And yet it is but justice, even to this ungovernable herd, to explain, that though, as I have said above, they appeared in the light of mutineers, they were not actually such in the eye of the law; for, till a subsequent act, made indeed on this occasion, the pay of a ship’s crew ceased immediately upon her wreck, and consequently the officers’ authority and command.
Having explained the foregoing particulars, I hope I may flatter myself, there are few things in the following sheets which will not be readily understood by the greatest part of my readers; therefore I will not detain them any longer.[115]
[115] Bulkeley’s narrative above referred to,
and which certainly deserves
to be better known than it
now is, will be found in this Appendix, No.
2. The impartial reader,
it is believed, will hesitate to join with
Byron in opinion as to the
motives which occasioned its publication;
nor is it unimportant for
him to recollect, that Byron himself at one
time sanctioned the chief
measures and sentiments which Bulkeley and
his associates adopted.—E.
CHAPTER I.
Account of the Wager and her Equipment.—Captain Kid’s Death.—Succeeded by Captain Cheap.—Our Disasters commence with our Voyage.—We lose Sight of our Squadron in a Gale of Wind.—Dreadful Storm.—Ship strikes.
The equipment and destination of the squadron fitted out in the year 1740, of which Commodore Anson had the command, being sufficiently known from the ample and well-penned relation of it under his direction, I shall recite no particulars that are to be found in that work.

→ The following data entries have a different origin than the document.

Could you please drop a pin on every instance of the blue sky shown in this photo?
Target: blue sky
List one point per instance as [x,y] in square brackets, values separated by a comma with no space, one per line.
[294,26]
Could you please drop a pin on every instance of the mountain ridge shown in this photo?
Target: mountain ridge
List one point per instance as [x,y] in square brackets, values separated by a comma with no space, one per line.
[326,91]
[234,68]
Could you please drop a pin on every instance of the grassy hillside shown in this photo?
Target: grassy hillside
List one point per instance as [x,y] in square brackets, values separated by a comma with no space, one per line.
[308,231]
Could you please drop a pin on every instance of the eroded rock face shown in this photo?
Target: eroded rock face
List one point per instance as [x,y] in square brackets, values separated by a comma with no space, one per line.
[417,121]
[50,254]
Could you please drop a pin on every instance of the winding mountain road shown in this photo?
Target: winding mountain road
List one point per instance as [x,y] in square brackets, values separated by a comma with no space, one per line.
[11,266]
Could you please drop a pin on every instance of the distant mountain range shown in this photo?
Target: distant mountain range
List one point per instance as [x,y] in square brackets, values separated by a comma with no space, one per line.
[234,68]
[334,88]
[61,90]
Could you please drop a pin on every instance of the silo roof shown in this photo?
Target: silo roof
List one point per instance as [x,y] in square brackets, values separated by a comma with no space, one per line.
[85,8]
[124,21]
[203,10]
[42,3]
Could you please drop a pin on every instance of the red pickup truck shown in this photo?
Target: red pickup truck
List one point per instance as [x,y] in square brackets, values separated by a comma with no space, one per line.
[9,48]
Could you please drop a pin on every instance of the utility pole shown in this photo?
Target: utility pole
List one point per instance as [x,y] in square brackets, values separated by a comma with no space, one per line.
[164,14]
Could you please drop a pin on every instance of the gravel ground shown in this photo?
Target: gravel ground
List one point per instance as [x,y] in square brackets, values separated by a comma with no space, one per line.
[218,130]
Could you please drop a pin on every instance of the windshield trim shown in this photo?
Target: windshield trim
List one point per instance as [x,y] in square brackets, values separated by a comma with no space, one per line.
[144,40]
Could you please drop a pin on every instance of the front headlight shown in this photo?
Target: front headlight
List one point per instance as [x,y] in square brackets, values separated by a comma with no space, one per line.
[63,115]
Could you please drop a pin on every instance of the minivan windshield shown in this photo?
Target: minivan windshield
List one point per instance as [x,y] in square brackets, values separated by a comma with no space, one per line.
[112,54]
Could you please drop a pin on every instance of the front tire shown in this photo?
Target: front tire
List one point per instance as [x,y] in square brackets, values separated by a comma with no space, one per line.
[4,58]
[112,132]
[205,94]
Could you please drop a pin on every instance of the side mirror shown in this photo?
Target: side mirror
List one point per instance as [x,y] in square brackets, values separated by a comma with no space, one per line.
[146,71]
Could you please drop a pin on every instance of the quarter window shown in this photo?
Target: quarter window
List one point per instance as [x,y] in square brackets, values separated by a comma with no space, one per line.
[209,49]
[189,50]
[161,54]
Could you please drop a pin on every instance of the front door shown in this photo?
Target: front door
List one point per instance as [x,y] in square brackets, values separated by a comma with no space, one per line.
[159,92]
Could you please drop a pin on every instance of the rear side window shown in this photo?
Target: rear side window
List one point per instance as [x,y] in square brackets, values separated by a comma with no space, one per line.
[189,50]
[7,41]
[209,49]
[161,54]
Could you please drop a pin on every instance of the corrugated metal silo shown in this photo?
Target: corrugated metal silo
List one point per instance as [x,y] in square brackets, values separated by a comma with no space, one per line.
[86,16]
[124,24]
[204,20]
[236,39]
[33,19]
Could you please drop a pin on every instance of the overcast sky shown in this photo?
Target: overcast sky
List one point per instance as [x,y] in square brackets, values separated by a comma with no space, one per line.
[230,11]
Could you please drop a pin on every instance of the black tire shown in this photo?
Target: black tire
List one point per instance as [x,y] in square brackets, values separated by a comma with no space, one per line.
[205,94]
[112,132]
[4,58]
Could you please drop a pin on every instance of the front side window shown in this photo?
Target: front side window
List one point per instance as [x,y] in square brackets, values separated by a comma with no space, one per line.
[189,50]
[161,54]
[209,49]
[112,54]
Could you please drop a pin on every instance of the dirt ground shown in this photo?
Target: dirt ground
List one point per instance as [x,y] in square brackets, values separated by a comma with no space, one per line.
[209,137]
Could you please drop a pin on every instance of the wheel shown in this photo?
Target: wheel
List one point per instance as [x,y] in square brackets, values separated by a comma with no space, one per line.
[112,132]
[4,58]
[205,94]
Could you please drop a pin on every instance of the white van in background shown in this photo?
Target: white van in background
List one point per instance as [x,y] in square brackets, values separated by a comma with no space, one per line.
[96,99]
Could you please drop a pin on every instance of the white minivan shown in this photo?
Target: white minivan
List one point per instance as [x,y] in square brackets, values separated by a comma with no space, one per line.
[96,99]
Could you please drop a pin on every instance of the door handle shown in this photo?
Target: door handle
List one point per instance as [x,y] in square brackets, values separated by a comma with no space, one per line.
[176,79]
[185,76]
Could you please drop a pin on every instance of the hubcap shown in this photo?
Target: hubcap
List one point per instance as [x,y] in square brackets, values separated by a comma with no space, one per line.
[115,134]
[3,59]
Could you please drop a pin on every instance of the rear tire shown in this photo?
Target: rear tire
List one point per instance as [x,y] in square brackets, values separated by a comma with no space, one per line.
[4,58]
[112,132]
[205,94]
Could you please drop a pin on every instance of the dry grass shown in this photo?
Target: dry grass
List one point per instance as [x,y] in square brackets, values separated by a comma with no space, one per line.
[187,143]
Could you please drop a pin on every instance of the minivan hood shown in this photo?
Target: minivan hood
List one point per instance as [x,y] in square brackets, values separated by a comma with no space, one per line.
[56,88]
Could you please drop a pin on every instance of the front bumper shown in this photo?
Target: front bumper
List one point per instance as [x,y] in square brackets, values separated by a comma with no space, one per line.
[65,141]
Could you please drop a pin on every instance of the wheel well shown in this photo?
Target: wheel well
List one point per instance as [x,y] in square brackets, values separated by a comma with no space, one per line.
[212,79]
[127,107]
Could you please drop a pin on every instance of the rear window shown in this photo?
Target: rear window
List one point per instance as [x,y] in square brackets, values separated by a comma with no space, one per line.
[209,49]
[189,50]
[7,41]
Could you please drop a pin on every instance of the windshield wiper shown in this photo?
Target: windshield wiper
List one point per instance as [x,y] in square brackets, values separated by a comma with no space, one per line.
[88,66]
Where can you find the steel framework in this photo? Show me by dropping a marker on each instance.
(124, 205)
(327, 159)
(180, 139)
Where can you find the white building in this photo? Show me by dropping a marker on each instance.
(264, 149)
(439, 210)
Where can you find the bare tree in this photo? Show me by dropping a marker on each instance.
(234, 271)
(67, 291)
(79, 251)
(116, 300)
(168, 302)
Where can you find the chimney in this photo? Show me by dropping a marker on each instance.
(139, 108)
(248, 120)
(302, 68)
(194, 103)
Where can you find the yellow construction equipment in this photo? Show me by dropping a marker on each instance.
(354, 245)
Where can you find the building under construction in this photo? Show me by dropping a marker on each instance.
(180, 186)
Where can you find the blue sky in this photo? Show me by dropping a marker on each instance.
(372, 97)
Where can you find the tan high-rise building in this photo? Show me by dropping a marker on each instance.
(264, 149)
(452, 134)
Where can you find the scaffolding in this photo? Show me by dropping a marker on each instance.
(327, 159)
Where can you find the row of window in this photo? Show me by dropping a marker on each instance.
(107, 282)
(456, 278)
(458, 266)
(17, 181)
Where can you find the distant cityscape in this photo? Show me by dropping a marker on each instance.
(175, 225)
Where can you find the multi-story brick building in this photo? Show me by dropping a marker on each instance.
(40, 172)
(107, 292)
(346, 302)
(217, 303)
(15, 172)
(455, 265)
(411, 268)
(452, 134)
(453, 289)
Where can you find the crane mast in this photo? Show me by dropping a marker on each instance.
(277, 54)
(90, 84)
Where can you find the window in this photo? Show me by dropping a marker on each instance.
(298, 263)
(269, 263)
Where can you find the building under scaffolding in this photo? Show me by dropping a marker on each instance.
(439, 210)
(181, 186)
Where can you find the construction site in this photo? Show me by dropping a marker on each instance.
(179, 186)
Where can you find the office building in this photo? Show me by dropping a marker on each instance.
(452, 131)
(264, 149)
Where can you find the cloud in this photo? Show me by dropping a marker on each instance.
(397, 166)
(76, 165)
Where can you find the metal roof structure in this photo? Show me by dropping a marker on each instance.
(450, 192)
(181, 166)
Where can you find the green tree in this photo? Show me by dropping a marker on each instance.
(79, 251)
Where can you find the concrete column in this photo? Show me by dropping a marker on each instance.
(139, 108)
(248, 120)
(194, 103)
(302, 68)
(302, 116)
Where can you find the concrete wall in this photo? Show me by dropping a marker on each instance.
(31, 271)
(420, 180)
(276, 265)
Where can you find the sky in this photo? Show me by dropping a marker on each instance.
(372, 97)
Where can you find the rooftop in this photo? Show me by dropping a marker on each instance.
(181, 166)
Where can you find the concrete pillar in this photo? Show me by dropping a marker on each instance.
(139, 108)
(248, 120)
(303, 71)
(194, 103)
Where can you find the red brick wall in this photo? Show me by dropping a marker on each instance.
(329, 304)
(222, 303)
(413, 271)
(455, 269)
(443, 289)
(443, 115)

But it may be necessary, for the better understanding the disastrous fate of the Wager, the subject of the following sheets, to repeat the remark, that a strange infatuation seemed to prevail in the whole conduct of this embarkation: For though it was unaccountably detained till the season for its sailing was past, no proper use was made of that time, which should have been employed in providing a suitable force of sailors and soldiery; nor was there a due attention given to other requisites for so peculiar and extensive a destination.